I didn’t mention that the UN is planning yet another resolution condemning Israel, or that Jew- and Israel-hatred is reaching new heights worldwide, especially in Europe and of course the UK. Or that the president of the US, Israel’s main ally, has nominated three more or less anti-Israel candidates for Secretary of State, Secretary of Defense and CIA director.

But despite all this, Israel just completed a free and fair election — not so usual in the Middle East — in which the major issues were social and economic. Surveys (like this one last year) show Israelis to be happy overall. Israel’s economy is doing well, although there are concerns about rising inequality and a housing shortage (but there is also a recognition that these problems can and should be solved). There is a broad consensus in Israel on questions of national security, including the need to attack Iran if it is about to obtain nuclear weapons, and on the unlikelihood of a peace agreement with the Palestinians.

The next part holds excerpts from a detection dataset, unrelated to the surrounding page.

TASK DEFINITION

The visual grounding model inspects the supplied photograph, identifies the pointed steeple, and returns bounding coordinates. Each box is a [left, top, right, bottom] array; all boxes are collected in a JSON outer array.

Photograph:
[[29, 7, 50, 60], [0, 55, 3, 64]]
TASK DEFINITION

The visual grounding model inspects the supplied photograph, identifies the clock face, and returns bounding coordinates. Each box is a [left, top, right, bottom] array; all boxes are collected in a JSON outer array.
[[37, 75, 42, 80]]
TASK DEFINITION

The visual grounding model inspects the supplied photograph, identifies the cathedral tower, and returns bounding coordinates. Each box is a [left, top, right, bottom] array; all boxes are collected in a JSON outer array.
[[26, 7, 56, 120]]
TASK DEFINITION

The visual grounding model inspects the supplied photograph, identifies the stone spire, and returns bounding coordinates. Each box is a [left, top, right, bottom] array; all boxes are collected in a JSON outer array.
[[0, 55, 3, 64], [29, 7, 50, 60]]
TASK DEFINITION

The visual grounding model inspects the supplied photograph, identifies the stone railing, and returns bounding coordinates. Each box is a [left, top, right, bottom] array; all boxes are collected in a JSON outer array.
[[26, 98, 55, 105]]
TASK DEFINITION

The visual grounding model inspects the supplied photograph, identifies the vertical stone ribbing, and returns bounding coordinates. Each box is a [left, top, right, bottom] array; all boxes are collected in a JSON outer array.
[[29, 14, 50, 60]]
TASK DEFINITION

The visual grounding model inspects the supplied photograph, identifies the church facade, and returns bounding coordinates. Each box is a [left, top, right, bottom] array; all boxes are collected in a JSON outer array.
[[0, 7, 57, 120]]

Here in the US, the nation is bitterly divided on left-right lines. There is no consensus on how to deal with either security or economic issues. The Congress is suffering from permanent gridlock. The economy is slowly improving, but employment is not — and that appears to represent a structural change in the kind and number of jobs available. Many states and municipalities are close to bankrupt (California and Fresno come to mind). Infrastructure is decaying and we don’t seem to have the will to fix it. The middle class is becoming harder to get into from below, and harder to stay in. Americans don’t (yet) have to worry about missile attacks from Mexico, but its prestige and ability to protect its interests abroad have fallen sharply.

Despite the existential threats, Israel is in some important ways doing better than we are. And if it succeeds in weathering its primarily external threats, it will be around for a long time. The US, on the other hand, while still enormously powerful, seems to have lost its way.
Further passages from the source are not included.